Re: How to handle unstructured data with Oracle 7
Date: 1996/09/07
Message-ID: <3231118e.172268283_at_news.concentric.net>#1/1
On Thu, 05 Sep 1996 17:51:50 +0200, Felix Honold <100551.3551_at_compuserve.com> wrote:
>Hello
>
>We are currently in a project where we need to handle a big number of
>unstructured text strings in a Oracle database and to search for single
>words within these strings ...
I'm afraid to ask why you would want to do such a thing...

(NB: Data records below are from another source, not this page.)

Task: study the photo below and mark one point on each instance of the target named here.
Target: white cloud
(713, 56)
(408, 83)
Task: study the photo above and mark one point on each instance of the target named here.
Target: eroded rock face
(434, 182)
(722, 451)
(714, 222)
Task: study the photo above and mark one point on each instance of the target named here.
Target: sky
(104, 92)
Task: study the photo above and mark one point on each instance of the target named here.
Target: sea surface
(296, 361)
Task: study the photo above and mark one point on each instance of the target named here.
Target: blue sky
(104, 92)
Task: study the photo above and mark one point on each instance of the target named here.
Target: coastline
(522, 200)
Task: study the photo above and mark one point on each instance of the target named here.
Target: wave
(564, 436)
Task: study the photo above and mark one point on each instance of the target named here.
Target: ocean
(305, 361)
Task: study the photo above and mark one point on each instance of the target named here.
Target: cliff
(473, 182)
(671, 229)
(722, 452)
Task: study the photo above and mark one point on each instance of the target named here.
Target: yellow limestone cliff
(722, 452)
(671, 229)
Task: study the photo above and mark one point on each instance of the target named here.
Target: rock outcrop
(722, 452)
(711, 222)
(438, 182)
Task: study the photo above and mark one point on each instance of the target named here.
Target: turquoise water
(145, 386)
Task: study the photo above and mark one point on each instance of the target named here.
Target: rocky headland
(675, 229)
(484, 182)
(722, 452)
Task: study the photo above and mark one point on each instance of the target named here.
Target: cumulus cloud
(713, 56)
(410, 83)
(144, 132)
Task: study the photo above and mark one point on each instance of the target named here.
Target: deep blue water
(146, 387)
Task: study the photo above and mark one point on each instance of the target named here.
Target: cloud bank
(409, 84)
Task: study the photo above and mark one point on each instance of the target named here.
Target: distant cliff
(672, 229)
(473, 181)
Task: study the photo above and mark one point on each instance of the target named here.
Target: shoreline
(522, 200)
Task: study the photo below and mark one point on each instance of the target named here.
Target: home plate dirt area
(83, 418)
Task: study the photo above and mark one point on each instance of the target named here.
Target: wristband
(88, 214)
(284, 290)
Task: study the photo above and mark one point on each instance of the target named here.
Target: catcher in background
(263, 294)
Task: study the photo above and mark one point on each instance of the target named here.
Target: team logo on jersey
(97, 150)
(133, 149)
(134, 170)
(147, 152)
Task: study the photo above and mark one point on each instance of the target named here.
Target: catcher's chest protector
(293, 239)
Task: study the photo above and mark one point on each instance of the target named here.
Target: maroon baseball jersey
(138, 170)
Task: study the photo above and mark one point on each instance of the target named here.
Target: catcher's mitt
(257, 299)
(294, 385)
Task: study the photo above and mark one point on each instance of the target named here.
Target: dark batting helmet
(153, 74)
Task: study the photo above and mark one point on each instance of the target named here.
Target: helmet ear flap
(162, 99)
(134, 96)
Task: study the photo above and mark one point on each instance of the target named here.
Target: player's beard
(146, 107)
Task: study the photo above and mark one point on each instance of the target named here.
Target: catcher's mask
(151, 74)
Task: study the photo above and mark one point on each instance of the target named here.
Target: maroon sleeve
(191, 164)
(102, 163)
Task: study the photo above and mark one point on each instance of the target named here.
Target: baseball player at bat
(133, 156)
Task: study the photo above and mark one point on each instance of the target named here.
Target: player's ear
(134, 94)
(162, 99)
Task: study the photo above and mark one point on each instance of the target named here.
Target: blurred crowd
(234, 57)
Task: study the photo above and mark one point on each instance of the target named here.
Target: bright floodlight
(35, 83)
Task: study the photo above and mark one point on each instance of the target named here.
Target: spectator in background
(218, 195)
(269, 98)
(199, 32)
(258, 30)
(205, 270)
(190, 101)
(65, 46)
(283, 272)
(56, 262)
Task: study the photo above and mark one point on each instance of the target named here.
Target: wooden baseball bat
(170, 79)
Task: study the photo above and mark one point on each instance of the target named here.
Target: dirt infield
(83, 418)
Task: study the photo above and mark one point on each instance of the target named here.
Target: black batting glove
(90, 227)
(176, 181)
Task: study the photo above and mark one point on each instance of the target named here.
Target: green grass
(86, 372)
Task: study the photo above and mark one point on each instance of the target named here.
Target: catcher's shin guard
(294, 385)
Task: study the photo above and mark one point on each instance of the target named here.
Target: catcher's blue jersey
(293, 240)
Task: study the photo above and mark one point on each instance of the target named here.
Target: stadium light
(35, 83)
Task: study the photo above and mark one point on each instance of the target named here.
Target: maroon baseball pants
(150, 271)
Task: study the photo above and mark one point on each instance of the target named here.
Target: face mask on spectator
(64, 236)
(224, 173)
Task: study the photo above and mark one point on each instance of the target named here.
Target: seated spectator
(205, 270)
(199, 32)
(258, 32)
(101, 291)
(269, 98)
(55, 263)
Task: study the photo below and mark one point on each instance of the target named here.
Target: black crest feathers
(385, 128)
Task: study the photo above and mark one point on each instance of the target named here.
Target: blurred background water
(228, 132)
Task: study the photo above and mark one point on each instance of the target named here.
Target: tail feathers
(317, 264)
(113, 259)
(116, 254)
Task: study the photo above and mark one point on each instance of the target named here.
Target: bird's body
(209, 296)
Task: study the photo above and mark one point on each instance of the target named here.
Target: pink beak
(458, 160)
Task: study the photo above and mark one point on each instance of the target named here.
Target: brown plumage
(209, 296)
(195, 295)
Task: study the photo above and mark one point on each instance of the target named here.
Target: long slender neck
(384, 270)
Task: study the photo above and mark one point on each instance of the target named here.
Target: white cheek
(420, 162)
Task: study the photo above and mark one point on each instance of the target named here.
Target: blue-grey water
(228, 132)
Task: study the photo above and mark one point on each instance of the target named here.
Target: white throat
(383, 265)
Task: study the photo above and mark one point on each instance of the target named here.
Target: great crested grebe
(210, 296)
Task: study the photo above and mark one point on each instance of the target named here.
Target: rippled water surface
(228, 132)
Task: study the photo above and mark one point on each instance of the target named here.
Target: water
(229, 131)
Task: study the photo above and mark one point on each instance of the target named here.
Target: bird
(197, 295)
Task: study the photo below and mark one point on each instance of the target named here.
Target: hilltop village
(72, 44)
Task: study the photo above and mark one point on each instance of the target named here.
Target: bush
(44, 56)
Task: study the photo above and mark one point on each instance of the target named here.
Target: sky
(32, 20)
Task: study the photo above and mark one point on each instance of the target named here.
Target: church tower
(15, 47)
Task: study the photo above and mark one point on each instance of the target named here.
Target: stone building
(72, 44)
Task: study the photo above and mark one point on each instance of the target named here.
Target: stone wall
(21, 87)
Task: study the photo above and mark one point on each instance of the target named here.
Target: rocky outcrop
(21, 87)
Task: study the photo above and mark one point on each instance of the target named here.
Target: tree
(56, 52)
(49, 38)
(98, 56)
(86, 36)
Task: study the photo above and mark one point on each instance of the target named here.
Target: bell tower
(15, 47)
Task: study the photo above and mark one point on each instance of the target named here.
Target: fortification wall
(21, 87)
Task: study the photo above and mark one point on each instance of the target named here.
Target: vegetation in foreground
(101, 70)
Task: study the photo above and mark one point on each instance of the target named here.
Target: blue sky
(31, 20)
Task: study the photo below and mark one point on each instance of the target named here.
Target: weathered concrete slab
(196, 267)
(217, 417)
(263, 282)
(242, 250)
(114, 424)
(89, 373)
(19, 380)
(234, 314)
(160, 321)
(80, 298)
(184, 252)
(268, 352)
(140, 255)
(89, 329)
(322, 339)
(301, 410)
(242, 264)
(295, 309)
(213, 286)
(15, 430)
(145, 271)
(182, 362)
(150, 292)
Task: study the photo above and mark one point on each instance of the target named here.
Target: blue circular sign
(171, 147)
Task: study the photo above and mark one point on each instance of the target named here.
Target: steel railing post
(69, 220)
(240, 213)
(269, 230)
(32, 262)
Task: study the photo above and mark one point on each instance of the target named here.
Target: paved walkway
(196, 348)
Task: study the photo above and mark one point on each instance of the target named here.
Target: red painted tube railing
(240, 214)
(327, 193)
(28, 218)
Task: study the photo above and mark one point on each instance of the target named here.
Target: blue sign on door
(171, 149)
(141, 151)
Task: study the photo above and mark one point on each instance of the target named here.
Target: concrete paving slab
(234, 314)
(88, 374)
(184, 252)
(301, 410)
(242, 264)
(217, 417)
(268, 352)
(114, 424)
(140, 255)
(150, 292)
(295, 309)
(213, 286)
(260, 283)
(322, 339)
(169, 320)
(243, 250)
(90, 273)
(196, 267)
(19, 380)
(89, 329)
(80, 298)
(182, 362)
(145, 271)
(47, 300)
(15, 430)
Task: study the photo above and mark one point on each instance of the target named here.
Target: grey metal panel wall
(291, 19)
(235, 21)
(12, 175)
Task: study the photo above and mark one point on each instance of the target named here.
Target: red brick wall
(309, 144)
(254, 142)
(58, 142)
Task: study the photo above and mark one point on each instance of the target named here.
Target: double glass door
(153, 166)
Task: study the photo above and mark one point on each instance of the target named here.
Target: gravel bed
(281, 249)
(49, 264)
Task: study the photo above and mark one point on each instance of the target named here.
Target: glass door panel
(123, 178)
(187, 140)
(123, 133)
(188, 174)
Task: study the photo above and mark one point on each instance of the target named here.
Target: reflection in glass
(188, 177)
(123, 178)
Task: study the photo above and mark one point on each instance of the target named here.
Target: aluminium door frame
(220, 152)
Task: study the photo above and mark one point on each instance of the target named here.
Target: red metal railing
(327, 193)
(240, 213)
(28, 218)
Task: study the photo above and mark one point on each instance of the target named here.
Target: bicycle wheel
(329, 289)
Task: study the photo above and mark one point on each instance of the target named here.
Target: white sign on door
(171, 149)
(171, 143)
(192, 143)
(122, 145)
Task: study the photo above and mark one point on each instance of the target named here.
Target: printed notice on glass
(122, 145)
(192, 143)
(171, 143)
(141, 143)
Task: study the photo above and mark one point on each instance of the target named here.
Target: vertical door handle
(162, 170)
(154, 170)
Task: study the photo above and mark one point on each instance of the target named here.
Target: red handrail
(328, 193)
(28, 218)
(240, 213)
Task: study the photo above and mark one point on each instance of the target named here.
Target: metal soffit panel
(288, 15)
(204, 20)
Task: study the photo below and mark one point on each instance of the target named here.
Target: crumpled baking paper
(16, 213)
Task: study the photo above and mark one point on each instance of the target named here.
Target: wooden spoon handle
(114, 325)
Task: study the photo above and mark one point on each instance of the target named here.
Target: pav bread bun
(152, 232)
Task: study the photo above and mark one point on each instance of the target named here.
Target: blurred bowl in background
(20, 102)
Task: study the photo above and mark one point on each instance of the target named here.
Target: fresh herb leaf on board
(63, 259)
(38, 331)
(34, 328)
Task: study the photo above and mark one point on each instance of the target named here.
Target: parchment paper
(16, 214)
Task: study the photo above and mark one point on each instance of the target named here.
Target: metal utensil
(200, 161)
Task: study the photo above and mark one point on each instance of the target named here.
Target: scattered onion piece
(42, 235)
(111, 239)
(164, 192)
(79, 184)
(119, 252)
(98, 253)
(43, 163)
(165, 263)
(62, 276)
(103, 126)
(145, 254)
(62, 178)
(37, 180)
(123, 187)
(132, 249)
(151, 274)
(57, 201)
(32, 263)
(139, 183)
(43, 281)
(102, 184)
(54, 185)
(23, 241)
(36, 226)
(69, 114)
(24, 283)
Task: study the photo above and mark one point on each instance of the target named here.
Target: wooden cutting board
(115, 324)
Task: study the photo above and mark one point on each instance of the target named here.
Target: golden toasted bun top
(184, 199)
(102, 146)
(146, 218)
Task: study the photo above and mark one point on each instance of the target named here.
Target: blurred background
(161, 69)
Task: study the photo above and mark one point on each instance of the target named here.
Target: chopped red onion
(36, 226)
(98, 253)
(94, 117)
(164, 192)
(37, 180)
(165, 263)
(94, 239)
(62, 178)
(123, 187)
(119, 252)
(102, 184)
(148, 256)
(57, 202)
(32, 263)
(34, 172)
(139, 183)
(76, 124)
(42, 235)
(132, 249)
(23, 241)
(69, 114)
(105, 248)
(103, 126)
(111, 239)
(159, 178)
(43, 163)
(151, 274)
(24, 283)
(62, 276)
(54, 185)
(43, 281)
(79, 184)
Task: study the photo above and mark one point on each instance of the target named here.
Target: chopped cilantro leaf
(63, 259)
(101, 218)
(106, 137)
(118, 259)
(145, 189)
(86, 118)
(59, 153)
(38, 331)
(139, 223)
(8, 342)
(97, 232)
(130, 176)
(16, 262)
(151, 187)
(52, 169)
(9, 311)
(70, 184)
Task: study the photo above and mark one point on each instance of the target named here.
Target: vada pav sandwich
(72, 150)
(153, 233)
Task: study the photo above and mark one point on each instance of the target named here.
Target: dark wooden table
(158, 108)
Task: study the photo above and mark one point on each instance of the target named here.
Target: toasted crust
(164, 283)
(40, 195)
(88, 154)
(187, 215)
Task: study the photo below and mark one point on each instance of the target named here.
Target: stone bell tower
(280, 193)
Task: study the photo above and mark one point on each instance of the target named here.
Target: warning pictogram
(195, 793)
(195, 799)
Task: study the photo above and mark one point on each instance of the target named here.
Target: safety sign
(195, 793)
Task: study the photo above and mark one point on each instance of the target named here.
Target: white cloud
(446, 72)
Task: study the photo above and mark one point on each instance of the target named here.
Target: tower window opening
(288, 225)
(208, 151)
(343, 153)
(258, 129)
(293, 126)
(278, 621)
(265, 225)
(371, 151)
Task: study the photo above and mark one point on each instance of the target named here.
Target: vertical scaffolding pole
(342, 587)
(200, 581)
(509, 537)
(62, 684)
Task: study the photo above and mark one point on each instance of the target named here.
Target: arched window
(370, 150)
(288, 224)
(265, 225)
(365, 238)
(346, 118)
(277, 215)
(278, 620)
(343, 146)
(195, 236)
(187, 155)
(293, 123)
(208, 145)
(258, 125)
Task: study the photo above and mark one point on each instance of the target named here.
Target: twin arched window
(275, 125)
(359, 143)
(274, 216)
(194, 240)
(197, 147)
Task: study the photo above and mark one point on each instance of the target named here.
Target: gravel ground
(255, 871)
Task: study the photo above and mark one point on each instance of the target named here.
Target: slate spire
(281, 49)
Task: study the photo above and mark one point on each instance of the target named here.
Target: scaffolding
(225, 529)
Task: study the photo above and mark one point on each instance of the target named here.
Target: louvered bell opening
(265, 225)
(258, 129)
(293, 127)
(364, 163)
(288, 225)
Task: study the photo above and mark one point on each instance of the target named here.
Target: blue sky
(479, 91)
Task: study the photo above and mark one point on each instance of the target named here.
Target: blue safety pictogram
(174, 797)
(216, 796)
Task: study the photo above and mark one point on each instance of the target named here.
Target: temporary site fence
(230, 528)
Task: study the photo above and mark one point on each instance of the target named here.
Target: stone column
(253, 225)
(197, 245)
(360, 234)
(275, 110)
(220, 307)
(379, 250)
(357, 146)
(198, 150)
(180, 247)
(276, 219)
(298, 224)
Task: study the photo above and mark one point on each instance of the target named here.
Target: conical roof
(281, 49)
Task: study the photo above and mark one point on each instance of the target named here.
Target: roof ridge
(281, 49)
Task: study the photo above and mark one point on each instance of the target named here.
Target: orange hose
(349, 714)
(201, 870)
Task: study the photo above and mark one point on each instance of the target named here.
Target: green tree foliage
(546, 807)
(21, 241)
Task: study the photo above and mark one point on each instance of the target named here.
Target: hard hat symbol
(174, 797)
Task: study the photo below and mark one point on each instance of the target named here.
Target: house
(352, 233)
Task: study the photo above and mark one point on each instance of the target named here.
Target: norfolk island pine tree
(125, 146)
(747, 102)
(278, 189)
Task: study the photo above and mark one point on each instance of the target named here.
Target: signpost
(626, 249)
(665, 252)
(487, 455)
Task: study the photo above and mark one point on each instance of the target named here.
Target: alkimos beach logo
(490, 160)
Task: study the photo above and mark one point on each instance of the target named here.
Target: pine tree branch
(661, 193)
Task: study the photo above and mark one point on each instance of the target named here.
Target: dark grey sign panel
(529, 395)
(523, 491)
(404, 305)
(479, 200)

>The whole database with structured and unstructured data will contain
>serval GB of data.
>
>Does anybody know how to solve this problem with respect to an optimal
>query performance?
Sure, don't do it :-).
Your where clause would have to read:
select field from table where field like '% a %';
to find the word "a" in a field. Or,
select field from table where field like '% the %';
to find the word "the". Unstringing the resulting rows is problematic via a "C" program or the like. Then, you have to take into account the various punctuation and capitalization situations which are bound to happen (i.e.; "The", "THE" "and,", etc., ad infinitum).
>Question 1:
>Is it o.k just to keep the text strings in varchar2(2000) fields or do
>we have to keep every word in its own database field for beeing able to
>create an efficient index on these words?
Yes to part one, for part 2, yes and your index would be HUGE (not to mention the database)! What you are talking about is relatively undoable (yes, it might be a new word). You could not create anything resembling a unique index, therefore your index would contain entries for single words multiple times (how many times do you see the word "the"?). Say you have a million rows containing these text fields, each of which contains about 25 words. The likelihood of a particular word occuring in each row is pretty high.
>Question 2:
>Are there any add-on tools for Oracle to cope the problem of
>unstructured data?
You may want to talk to Oracle about getting a demo of their "Context Option". It is supposed to be able to deal with textual data in something approching an efficient manner (I haven't seen it but it came with 7.3.2.2 for Sun and we have it installed. Playtime hasn't arrived as yet.).
>Many thanks
>
>Felix Honold
>100551,3551_at_compuserve.com or fh_at_innovate-it.ch
Received on Sat Sep 07 1996 - 00:00:00 CEST